Ye'd think I'm Nelson, fresh from the Battle of the Nile, not a slave-crimper! Lewrie ruefully told himself, and wondering if he'd attract the same sort of acclaim should he be found guilty and carted off to the gallows, a few days hence. And would he have to put on the same confident and affable show, to "Go Game" as a convicted highwayman?

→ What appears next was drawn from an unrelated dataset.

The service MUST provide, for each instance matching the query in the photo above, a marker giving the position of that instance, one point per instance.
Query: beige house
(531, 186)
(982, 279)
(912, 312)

"God bless you, sir! Good on yer! Might you do me the honour of inscribing? Best of luck t'ye this day, sir! Me son served wi' ye in th' old Jester sloop, Cap 'm, un' The Devil take those horrid Beaumans, and God uphold the right, I say, Captain Lewrie!" came from dozens as he slowly made his way up the broad steps to the welcoming doors, now standing wide open despite the cold, and visibly blasting waves of warmth from the interior. Calls for "Abolition of slavery, throughout the British Empire, now!" were followed by " 'Ere, oo's 'at git?" with the faint cry of "Thief, thief!" from the edge of the crowd, out by piles of shovelled-away snow, now gone grey from coal smoke grit and frozen half to ice. Thankfully, it was not directed at Lewrie, but at some clumsy pick-pocket, who was sprinting away as fast as his legs could carry him, with or without the object of his craft, pursued by a clutch of men.
Oh, there were some stout and prosperous-looking men, heavily and expensively overcoated against the chill, who stood far back at the edges of the crowd, round to either side of the top of the steps, who glowered at him; men engaged in the sugar trade, which utterly depended on slave labour for their crops men in the tobacco, rice, rum, and cotton imports, and men in the West Indies and American shipping businesses, which maintained the infamous Triangle Trade of British gewgaws to Africa, slaves in exchange to the Americas and West Indies, then raw goods back to Great Britain. Any threat to slave economies would mean utter ruin to their fortunes. Sadly, among those silently jeering men were several senior officers of his own service; most-like muttering "that bloody bastard, Lewrie"-there were more than a few who'd formed that opinion of him during his twenty-year naval career!